The House first passed a measure funding domestic programs on a 297-120 vote. But one-third of the Democrats defected on a 280-138 vote on the second bill, which funds the military and the Department of Homeland Security, mostly because it funds Trump’s border wall project.

The spending legislation would forestall a government shutdown this weekend and give Trump steady funding for his U.S.-Mexico border fence. The year-end package is anchored by a $1.4 trillion spending measure that caps a difficult, months-long battle over spending priorities.

House Speaker Nancy Pelosi, D-Calif., was a driving force, along with administration pragmatists such as Treasury Secretary Steven Mnuchin, who negotiated the summertime budget deal that it implements.

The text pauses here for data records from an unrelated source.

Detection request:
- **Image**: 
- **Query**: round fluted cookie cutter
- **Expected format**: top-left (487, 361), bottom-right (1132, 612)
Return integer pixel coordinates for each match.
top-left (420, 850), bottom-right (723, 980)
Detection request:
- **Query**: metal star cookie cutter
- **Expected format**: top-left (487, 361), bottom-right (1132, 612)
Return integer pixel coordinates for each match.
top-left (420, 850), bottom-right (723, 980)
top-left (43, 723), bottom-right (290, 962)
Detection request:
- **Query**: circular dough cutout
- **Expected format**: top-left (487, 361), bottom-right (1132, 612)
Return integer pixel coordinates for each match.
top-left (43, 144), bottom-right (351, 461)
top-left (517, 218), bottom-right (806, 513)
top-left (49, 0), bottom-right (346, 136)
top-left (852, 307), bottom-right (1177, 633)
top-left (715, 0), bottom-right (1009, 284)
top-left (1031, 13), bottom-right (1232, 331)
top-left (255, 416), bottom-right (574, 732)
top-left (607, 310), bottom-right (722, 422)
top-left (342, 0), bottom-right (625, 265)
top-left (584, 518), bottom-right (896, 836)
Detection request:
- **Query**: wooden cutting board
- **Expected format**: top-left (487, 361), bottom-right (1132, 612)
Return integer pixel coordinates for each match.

The roster add-ons to the huge spending bill grew during the weekend to include permanent repeal of a tax on high-cost “Cadillac” health insurance benefits and a hard-won provision to finance health care and pension benefits for about 100,000 retired union coal miners threatened by the insolvency of their pension fund. A tax on medical devices and health insurance plans would also be repealed permanently.

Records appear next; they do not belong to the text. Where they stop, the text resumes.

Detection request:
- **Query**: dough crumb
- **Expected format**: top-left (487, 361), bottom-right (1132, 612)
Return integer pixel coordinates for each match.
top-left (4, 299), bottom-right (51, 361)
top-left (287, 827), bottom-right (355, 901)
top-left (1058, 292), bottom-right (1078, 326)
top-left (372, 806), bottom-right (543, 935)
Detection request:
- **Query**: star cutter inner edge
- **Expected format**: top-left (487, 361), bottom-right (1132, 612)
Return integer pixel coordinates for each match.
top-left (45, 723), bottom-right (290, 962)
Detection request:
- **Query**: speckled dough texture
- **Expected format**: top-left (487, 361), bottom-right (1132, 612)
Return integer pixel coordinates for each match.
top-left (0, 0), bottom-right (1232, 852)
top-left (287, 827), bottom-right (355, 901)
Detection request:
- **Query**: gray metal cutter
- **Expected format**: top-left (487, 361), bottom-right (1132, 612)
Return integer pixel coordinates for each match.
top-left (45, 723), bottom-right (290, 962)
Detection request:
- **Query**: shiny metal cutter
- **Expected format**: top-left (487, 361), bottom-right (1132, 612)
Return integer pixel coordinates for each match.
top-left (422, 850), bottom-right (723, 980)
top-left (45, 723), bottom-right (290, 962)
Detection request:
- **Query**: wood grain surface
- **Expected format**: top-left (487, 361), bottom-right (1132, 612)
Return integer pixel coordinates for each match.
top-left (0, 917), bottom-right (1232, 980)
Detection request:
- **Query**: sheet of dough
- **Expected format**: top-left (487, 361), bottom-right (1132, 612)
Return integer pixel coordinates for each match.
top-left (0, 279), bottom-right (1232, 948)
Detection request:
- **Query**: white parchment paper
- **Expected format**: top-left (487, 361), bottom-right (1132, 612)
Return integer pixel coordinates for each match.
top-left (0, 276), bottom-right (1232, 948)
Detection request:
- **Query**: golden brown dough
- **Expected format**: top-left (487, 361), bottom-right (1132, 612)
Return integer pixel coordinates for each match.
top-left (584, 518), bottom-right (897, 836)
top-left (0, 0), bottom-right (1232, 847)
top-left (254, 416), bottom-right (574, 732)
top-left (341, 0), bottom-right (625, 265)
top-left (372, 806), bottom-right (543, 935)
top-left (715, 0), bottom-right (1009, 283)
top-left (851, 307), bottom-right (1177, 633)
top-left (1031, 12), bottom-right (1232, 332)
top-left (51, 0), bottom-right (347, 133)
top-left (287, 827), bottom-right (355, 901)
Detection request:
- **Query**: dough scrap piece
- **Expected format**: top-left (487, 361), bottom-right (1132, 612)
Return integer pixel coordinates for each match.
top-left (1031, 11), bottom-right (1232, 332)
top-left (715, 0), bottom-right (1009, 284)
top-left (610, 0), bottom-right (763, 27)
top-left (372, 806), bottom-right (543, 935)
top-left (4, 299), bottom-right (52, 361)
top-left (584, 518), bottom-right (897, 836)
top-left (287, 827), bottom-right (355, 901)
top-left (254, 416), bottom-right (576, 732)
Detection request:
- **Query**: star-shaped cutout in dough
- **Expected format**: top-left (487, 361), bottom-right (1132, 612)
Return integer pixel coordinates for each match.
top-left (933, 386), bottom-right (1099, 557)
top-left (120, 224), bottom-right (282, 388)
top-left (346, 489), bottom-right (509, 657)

The deficit tab for the package grew as well with the addition of $428 billion in tax cuts through 10 years to repeal the three so-called “Obamacare” taxes, extend expiring tax breaks.

The legislation is laced with provisions reflecting divided power in Washington. Republicans maintained the status quo on several abortion-related battles and on funding for Trump’s border wall. Democrats controlling the House succeeded in winning a 3.1% raise for federal civilian employees and the first installment of funding on gun violence research after more than two decades of gun lobby opposition.

Late Monday, negotiators unveiled a scaled-back $39 billion package of additional business tax breaks, renewing tax breaks for craft brewers and distillers, among others.

Democrats also secured $425 million for states to upgrade their election systems, and they boosted the U.S. Census budget $1.4 billion above Trump’s request. They won smaller increases for the Environmental The outcome in the latest chapter in the longstanding battle over Trump’s border wall awards Trump with $1.4 billion for new barriers — equal to last year’s appropriation — while preserving Trump’s ability to use his budget powers to tap other accounts for several times that amount. That’s a blow for liberal opponents of the wall but an acceptable trade-off for pragmatic-minded Democrats who wanted to gain $27 billion in increases for domestic programs.

The coal miners’ pension provision, opposed by House GOP conservatives such as Minority Leader Kevin McCarthy, R-Calif., had the backing of Trump and McConnell, in addition to Democrats such as Pelosi and U.S. Sen. Joe Manchin, D-W.Va.